In case you actually want a proof that they are not equal for transcendental elements, rather than just the plausibility argument I gave above, then show that $\alpha^{-1}$ is actually not a polynomial expression in $\alpha$ by assuming the converse and deriving that $\alpha$ would be a root of a polynomial.

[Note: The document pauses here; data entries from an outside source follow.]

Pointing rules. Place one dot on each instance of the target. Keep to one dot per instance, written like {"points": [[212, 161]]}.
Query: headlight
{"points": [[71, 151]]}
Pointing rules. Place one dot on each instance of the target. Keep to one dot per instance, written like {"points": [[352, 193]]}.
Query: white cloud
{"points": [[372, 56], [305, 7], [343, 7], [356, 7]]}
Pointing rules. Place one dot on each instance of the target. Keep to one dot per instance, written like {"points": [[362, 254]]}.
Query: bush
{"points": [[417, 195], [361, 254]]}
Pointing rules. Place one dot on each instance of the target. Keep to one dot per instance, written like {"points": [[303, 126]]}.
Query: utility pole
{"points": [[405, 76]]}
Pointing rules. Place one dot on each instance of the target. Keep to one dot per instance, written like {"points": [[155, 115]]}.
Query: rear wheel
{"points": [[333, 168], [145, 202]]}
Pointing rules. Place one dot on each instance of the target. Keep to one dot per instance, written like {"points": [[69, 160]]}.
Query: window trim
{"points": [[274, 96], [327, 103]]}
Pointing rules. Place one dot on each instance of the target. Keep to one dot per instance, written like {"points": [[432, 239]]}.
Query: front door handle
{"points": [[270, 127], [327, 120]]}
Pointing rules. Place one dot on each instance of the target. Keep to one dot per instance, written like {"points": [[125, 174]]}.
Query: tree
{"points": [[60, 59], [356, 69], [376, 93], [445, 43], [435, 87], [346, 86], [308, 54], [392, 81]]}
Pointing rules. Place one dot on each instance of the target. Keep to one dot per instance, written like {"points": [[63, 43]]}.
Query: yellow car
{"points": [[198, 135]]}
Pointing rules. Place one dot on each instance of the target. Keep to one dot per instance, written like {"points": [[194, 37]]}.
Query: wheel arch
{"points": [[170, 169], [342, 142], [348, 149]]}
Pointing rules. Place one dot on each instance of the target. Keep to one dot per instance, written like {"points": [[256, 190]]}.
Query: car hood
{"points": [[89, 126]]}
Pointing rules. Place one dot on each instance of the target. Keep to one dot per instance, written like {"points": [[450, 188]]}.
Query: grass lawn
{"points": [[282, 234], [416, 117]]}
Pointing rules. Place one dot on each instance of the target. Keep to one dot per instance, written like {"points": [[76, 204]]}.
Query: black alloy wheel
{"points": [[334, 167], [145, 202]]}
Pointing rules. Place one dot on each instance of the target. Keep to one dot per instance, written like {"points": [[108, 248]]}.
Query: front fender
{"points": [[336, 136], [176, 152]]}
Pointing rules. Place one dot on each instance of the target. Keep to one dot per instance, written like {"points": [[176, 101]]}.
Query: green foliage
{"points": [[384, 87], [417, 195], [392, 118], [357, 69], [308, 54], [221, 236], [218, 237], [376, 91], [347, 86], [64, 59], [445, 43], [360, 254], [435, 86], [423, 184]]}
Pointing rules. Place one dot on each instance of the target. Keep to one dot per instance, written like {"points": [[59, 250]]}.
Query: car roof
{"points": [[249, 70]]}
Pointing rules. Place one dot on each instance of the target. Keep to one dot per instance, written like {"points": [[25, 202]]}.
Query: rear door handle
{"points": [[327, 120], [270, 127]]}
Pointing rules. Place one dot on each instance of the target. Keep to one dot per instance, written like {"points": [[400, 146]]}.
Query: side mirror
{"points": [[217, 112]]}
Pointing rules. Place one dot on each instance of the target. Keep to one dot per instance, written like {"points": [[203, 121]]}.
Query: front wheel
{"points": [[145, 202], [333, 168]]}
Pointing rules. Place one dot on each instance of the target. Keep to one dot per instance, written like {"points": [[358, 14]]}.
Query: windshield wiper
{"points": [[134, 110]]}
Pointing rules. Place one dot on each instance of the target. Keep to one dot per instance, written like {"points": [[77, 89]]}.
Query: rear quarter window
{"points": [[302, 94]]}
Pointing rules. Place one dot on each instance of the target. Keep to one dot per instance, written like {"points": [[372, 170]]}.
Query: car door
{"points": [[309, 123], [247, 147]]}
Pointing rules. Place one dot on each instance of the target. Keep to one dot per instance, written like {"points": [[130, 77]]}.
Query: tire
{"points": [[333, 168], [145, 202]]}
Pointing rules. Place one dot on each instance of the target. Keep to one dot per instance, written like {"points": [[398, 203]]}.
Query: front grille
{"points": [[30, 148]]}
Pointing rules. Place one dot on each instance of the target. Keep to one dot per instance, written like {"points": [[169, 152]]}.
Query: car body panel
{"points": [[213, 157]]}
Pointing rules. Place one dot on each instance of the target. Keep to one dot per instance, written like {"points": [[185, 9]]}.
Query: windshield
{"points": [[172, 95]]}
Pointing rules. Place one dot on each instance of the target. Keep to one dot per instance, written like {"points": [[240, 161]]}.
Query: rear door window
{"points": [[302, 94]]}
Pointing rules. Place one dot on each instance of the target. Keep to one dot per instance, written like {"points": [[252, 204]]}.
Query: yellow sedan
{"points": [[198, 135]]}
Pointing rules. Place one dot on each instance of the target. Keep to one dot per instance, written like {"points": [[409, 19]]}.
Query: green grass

• I have a further question, and it would be great if you could resolve it. The Nullstellensatz says "Let $K\subseteq F$ be a field extension, and assume that $F$ is a finite type $k$-algebra. Then $k$ is a finite (and hence algebraic) extension." Is this not obvious? If $F=k[\alpha_1,\alpha_2,\dots,\alpha_n]$, then we can just re-write $F$ as $k(\alpha_1,\alpha_2,\dots,\alpha_n)$. – fierydemon Jan 18 '16 at 2:58
• Why is the Nullstellensatz a non-trivial statement then? – fierydemon Jan 18 '16 at 2:59
• A finite field extension is not the same thing as a finitely generated field extensions. An estension $F$ over $k$ is called a finite extension if $[F:k]$ is finite, this is the dim of $F$ as a $k$-vector space, that is in this case it is even fin gen as a vector space not just as field. – quid Jan 18 '16 at 3:02

If $t$ is transcendental, $k(t)$ is finitely generated as a field extension of $k$, but it's not finitely generated as a $k$-algebra (if $k$ is too large). In fact if $k$ is uncountable, then the dimension of $k(t)$ as a vector space over $k$ is uncountable, whereas the dimension of a finitely generated $k$-algebra as a vector space over $K$ is at most countable (exercise). This observation can actually be used to prove special cases of the Nullstellensatz.